The Tel Qasile ostraca are two small ostraca (pottery fragments with writing on them) found at Tell Qasile, then part of Mandatory Palestine, in 1945–46. The longer of the two ostraca is known as the Beth-horon sherd, on the basis of a possible reference to the biblical site of Bethoron. The Beth-horon sherd is now at the Israel Museum in Jerusalem.

==Discovery==
The two inscribed ostraca were found on the surface of the southwestern slope of the hill, separately by Jacob Kaplan and Robert Hoff, prior to any excavations.

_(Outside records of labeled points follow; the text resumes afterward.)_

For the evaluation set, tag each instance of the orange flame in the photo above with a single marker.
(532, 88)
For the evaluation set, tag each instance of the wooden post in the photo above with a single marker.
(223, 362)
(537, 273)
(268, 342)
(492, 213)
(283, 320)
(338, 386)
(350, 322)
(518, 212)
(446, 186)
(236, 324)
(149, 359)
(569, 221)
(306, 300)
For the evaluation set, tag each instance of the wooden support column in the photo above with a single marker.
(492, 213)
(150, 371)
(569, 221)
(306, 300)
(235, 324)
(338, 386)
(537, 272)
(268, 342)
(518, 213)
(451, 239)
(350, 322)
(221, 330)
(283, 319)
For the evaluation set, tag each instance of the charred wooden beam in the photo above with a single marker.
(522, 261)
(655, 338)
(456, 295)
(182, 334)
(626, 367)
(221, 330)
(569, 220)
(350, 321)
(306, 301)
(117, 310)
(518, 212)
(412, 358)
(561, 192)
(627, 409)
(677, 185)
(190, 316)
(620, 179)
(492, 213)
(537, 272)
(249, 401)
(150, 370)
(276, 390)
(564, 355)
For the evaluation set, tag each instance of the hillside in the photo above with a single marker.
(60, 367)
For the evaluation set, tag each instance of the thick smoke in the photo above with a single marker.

The excavations which subsequently took place between 1948 and 1950 on the same site were carried out in a careful stratigraphic sequence, but no further inscriptions were found.

==Inscriptions==
The ostraca read:
- Hiyahu ostracon: "For the king. One thousand and one hundred [log] of oil. Hiyahu" (about 550 litres, or 145 US gallons)
- Beth-horon sherd: "Gold of Ophir to Beth Horon 30 Shekels" (about 225 g, or 7.2 troy oz)

==Custody==
Both ostraca were in private hands for the first few years after their discovery, as neither finder reported them to the Palestine Department of Antiquities. Having put the Beth-Horon sherd up for sale in 1951, Hoff was threatened with a lawsuit by the Israeli government – he subsequently agreed to sell it to them for IL3,000. As of 2001, the Hiyahu ostracon remained in private hands.